Natural Law and Women's Rights

17th century natural law philosophers in Britain and America, such as Thomas Hobbes, Jean-Jacques Rousseau and John Locke, developed the theory of natural rights in reference to ancient philosophers such as Aristotle and the Christian theologise Aquinas. Like the ancient philosophers, 17th century natural law philosophers defended slavery and an inferior status of women in law. Relying on ancient Greek philosophers, natural law philosophers argued that natural rights where not derived from god, but were "universal, self-evident, and intuitive", a law that could be found in nature. They believed that natural rights were self-evident to "civilised man" who lives "in the highest form of society". Natural rights derived from human nature, a concept first established by the ancient Greek philosopher Zeno of Citium in Concerning Human Nature.
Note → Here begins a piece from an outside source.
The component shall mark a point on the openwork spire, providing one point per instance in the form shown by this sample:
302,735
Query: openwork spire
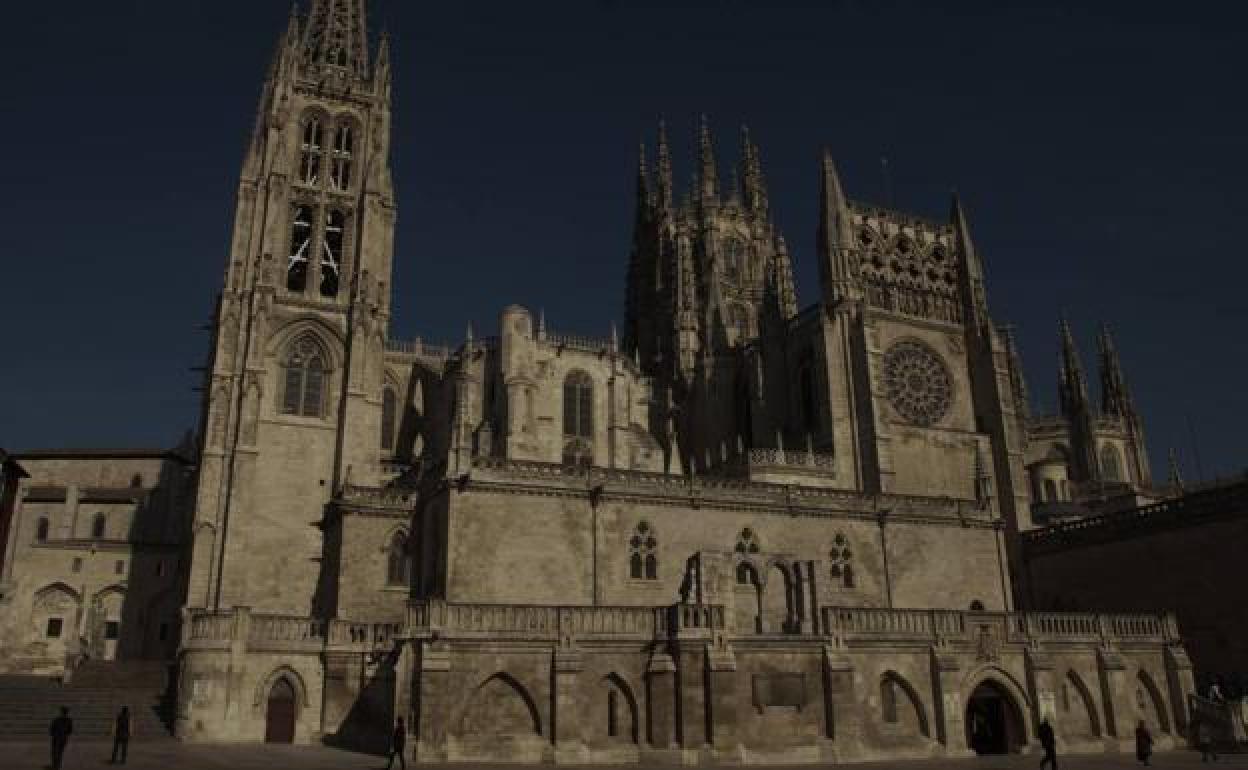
337,36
Zenon argued that each rational and civilized male Greek citizen had a "divine spark" or "soul" within him that existed independent of the body. Zeno founded the Stoic philosophy and the idea of a human nature was adopted by other Greek philosophers, and later natural law philosophers and western humanists. Aristotle developed the widely adopted idea of rationality, arguing that man was a "rational animal" and as such a natural power of reason. Concepts of human nature in ancient Greece depended on gender, ethnic, and other qualifications and 17th century natural law philosophers came to regard women along with children, slaves and non-whites, as neither "rational" nor "civilised". Natural law philosophers claimed the inferior status of women was "common sense" and a matter of "nature". They believed that women could not be treated as equal due to their "inner nature". The views of 17th century natural law philosophers were opposed in the 18th and 19th century by Evangelical natural theology philosophers such as William Wilberforce and Charles Spurgeon, who argued for the abolition of slavery and advocated for women to have rights equal to that of men. Modern natural law theorist, and advocates of natural rights, claim that all people have a human nature, regardless of gender, ethnicity or other qualifications, therefore all people have natural rights.